Le médecin s’interrompt, avec cette gêne à peine dissimulée qui lui fait regretter l’évocation d’une époque maudite. Wilhelm baisse les yeux, une tristesse d’adolescent saisit son visage fatigué. Parfois, le passé lui revient en nausées, le prive de folies, d’illusions et de passion. À cette Walkyrie, au premier rang, il y avait Goebbels et Göring. Ils avaient applaudi, debout.

— Je ne les ai pas vraiment entendus, docteur, ces derniers mots du maître du Walhalla. Je dois bien l’admettre. C’est étrange, car mon cerveau me chuchotait les notes, une à une, clairement mais je n’entendais pas réellement.

— Comment vous en êtes-vous rendu compte ?

— Ferdinand Frantz a voulu reprendre car il avait chanté faux. Je lui ai fait un sourire complaisant mais j’ai bien vu qu’il était gêné. Nous avons repris et je lui ai demandé si cela lui convenait. Il m’a regardé d’une drôle de façon, je dirais même de manière compatissante. J’ai perçu qu’il avait compris que mon oreille me trompait. Je suis rentré, bouleversé.

Les yeux du chef d’orchestre se mouillent. Il passe la main sur son front dégarni.

— Je ne peux plus diriger, docteur. Imaginez-vous ce que cela représente. Furtwängler, sourd !

Le médecin range un presse-papier qui traîne devant lui. Furtwängler se lève, ajuste son chapeau sur son crâne chauve et sort.

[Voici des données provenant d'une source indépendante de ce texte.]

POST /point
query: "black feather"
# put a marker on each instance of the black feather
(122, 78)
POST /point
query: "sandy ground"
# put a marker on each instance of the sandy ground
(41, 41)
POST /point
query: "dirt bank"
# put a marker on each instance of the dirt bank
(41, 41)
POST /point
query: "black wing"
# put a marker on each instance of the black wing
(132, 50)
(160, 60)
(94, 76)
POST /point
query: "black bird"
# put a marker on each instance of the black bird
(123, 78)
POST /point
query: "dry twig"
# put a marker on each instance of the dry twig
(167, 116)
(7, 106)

Vienne a conservé des odeurs de guerre et de souvenirs calcinés. Les grands boulevards se brisent comme des lignes de frises noires entre des tas de décombres que les pelles mécaniques vont cacher dans un étrange recoin du monde. Il ne reste rien ou presque du bonheur d’avant, quand Vienne, comme Berlin, s’oubliait dans la brume et que son peuple s’agitait autour des théâtres et dans les brasseries. Les gens cherchaient à se distraire à la folie. On aurait dit qu’ils sentaient la tragédie pointer dans les bourgeons des tilleuls, au dernier printemps. Les jupes des femmes raccourcissaient, le vin et la bière coulaient à flots. Les mœurs étaient plus libres. Des manèges tournaient, sur les places, les enfants criaient, les filles faisaient les yeux doux aux premiers amoureux. On s’abandonnait, on s’oubliait.

Et puis, l’hiver est venu. Un jour de décembre 1938, Furtwängler n’a plus vu Arnold Ziegel, le second violon du Philharmonique de Vienne, un jeune musicien qu’il appréciait. Le régisseur a dit que Ziegel avait fui, sans doute vers la France ou l’Amérique.

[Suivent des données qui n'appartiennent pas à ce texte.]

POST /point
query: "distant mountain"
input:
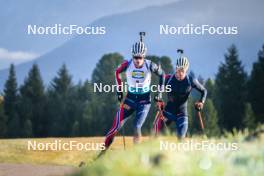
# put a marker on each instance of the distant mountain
(205, 52)
(16, 15)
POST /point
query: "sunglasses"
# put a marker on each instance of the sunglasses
(138, 58)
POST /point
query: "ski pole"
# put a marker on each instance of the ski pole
(123, 128)
(200, 119)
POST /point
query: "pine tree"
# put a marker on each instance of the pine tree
(249, 119)
(32, 104)
(10, 104)
(60, 100)
(3, 119)
(231, 91)
(256, 87)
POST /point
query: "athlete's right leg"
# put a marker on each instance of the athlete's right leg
(121, 116)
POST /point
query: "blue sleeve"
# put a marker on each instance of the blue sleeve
(198, 86)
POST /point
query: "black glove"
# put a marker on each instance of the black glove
(119, 96)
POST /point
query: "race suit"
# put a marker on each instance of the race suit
(138, 96)
(176, 108)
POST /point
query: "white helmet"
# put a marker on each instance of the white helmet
(139, 49)
(182, 63)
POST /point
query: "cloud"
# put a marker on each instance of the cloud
(16, 55)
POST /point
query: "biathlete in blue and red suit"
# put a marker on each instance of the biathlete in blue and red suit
(138, 73)
(176, 108)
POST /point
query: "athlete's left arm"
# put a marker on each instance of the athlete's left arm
(159, 72)
(198, 86)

— Bon débarras ! avait ajouté l’intendant du Philharmonique. À présent, les têtes vont rouler, surtout celles de Juifs, comme partout dans le Grand Reich.

Wilhelm s’était mis en colère, comme rarement.

— Votre Führer est un imbécile ! avait-il hurlé.

Le fonctionnaire, un bonhomme grassouillet, aurait pu rire au nez de Furtwängler, mais tout le monde savait qu’il était le chef d’orchestre préféré de Hitler.